You would be disappointed when you reached for an outside pitch and caught the ball off the end of the bat – where unless you were Frank Howard, there was no power. And you quickly learned that hitting a ball off the handle of the bad produced the quintessential negative feedback that only a baseball player knows: the sting of a mishit ball.
If you know that feeling, you just had an involuntary flashback.
The downside of the wood bat happens in this situation. Hitting the ball off the handle can easily break the bat in half. It’s where the expression “sawing him off” comes from.
Hitting coaches will tell you that swinging a wooden bat teaches you to be a better hitter with better swing mechanics. It teaches better plate discipline – that’s the phenomenon of the wood bat. In many ways, it self-diagnoses your swing.
And there is no feeling in all of sports, in my humble opinion, quite like the exquisite feel of smashing a baseball off the sweet spot. Golfers will try to convince you that hitting a drive on the screws has the same feel, but I disagree. Golf balls don’t come at you at 90 miles per hour and sending a Top-Flite down the middle of a fairway pales in comparison to watching Mr. Rawlings sail over the outfield fence.
But because of the high cost of broken bats, youth leagues and school leagues have shifted to man-made materials. Not only do they not break, they are quite forgiving of shaky swing mechanics.
That adds to the list of things players must adjust to when they come to professional baseball.
Along with playing the game as a full-time job, playing every day and facing what would otherwise be an all-star team, you have to learn how to play with a tool that can be finicky, but has a satisfying reward to its mastery.
You face someone who would likely have been the ace of your pitching staff back in your school days with every pro at-bat. Someone with a fastball that gets on you faster and moves more than you ever thought possible – and they make it look surprisingly easy, too. Some can change speeds to make you look silly and throw a breaking ball to make you jelly-legged.

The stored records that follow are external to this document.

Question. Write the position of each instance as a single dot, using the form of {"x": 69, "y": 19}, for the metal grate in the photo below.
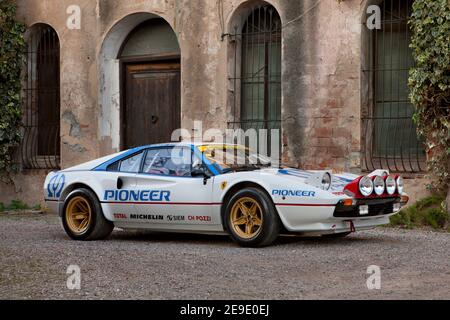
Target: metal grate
{"x": 256, "y": 78}
{"x": 389, "y": 134}
{"x": 41, "y": 100}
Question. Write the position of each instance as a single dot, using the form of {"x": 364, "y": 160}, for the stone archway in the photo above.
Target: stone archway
{"x": 111, "y": 62}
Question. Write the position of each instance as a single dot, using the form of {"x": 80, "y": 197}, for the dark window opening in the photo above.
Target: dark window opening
{"x": 256, "y": 76}
{"x": 390, "y": 137}
{"x": 41, "y": 99}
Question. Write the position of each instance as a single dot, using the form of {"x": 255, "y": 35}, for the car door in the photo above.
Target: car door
{"x": 169, "y": 196}
{"x": 117, "y": 183}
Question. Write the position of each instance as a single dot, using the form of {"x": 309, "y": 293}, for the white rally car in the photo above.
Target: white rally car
{"x": 212, "y": 188}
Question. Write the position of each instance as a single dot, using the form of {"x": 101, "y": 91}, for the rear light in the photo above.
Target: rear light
{"x": 391, "y": 185}
{"x": 348, "y": 202}
{"x": 379, "y": 185}
{"x": 366, "y": 186}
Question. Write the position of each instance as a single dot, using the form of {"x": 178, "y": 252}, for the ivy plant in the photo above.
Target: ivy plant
{"x": 12, "y": 48}
{"x": 429, "y": 82}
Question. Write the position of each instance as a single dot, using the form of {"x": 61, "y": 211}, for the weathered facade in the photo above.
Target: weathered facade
{"x": 326, "y": 85}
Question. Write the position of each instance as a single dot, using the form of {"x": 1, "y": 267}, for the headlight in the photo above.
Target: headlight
{"x": 390, "y": 185}
{"x": 366, "y": 186}
{"x": 400, "y": 185}
{"x": 379, "y": 186}
{"x": 326, "y": 181}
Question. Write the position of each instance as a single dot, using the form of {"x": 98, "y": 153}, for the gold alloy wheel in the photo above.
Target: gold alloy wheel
{"x": 246, "y": 218}
{"x": 78, "y": 215}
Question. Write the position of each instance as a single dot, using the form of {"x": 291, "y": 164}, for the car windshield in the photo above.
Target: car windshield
{"x": 228, "y": 158}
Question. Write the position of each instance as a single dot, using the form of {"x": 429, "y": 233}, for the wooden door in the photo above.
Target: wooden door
{"x": 151, "y": 110}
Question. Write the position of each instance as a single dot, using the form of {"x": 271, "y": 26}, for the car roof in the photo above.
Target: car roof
{"x": 181, "y": 144}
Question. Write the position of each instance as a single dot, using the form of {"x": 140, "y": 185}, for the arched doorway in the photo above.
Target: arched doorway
{"x": 41, "y": 99}
{"x": 255, "y": 73}
{"x": 150, "y": 84}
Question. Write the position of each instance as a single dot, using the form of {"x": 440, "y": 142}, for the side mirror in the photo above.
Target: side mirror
{"x": 198, "y": 173}
{"x": 195, "y": 173}
{"x": 119, "y": 183}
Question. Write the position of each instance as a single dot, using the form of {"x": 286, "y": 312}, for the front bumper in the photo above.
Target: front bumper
{"x": 377, "y": 207}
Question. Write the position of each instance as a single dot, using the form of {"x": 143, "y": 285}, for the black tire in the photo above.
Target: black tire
{"x": 336, "y": 235}
{"x": 271, "y": 224}
{"x": 98, "y": 228}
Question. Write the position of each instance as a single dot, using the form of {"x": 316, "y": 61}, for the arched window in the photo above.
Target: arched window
{"x": 41, "y": 117}
{"x": 391, "y": 140}
{"x": 257, "y": 71}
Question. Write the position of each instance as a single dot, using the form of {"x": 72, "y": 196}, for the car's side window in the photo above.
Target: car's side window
{"x": 130, "y": 165}
{"x": 169, "y": 162}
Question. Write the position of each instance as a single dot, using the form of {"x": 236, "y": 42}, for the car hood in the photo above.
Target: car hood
{"x": 93, "y": 164}
{"x": 338, "y": 180}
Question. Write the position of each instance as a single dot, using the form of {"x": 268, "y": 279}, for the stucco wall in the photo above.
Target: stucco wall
{"x": 321, "y": 84}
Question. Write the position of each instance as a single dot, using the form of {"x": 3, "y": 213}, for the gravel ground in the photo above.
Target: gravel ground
{"x": 35, "y": 254}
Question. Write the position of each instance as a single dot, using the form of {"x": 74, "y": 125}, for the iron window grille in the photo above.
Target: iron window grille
{"x": 390, "y": 139}
{"x": 41, "y": 100}
{"x": 256, "y": 73}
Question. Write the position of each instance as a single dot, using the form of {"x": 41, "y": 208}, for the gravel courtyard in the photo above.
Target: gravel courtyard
{"x": 35, "y": 254}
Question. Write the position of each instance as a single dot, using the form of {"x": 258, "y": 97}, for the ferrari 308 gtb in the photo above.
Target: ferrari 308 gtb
{"x": 217, "y": 189}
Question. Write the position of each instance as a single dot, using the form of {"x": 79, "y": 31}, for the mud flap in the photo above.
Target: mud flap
{"x": 352, "y": 226}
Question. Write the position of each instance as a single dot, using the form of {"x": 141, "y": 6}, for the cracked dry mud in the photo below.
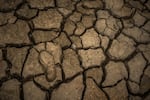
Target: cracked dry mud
{"x": 74, "y": 50}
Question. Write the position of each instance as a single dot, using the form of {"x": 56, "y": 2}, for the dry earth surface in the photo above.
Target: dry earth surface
{"x": 74, "y": 49}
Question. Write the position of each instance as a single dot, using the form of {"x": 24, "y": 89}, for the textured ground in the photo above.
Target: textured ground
{"x": 98, "y": 49}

That would be enough of a transition.
But these young men are learning to face that kind of pitching while adjusting to a wooden bat that leaves then with a significantly smaller margin for error.
Adds a whole new level to the term “learning curve.”
But that would be what makes baseball special – the sport that sends you to the plate with a cylindrical bat to face a guy throwing a leather-bound sphere at you, and the hitting coach tells you to “square it up.”
No, that doesn’t make sense.
Those of us who love baseball? We overlook that.
For nostalgic reasons, if nothing else.